It seems there are quite a number of duplicate file finder tools but we will try with a console tool called fdupes. Typical usage of this program.
1. Install the program.
$ sudo apt-get install fdupes
2. Create sample testing files.
$ cd /tmp $ wget http://upload.wikimedia.org/wikipedia/en/a/a9/Example.jpg -O a.jpg $ cp a.jpg b.jpeg $ touch c.jpg d.jpeg
3. Show all duplicate files.
$ fdupes -r . ./a.jpg ./b.jpeg ./c.jpg ./d.jpeg
4. Show all duplicate file but omit the first file.
$ fdupes -r -f . ./b.jpeg ./d.jpeg
5. Similar to step 4 but delete the duplicate files and keep one copy.

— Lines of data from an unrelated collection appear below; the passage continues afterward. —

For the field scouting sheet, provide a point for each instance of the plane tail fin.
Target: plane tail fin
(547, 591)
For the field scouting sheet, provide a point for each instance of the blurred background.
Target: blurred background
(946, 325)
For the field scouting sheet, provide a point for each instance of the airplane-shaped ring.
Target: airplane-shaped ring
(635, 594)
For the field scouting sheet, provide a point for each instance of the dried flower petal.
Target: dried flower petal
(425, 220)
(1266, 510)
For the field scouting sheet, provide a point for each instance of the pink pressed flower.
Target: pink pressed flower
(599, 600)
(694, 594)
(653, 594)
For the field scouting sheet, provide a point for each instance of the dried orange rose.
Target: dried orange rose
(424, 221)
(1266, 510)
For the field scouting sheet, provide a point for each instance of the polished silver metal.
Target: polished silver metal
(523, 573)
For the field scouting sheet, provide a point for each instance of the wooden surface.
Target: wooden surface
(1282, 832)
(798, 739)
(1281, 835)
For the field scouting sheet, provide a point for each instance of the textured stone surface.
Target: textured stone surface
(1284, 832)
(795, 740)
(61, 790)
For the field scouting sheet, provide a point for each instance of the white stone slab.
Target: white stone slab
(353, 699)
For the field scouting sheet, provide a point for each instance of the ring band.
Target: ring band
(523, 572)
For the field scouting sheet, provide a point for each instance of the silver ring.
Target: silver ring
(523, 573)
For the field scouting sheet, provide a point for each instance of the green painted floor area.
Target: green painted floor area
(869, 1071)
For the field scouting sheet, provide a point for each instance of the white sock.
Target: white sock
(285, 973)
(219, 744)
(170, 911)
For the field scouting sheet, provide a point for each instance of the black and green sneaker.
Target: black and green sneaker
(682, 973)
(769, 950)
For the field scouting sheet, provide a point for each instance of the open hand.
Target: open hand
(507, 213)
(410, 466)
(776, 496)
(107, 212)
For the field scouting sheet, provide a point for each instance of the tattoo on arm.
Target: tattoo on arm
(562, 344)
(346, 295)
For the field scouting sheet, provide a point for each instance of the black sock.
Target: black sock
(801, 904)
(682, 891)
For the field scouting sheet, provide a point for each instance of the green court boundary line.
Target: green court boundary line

$ fdupes -r -f . | grep -v '^$' | xargs rm -v removed `./b.jpeg' removed `./d.jpeg'
On a similar note, there is this interesting read on optimized way by Dupseek, an app that find duplicate files. The main strategy is just group these files by size and start comparing them by set and ignore those set with just one file.
Unfortunately, I've a hard time understand the Perl code. The closet and simplest implementation I can found is the tiny find-duplicates Python script.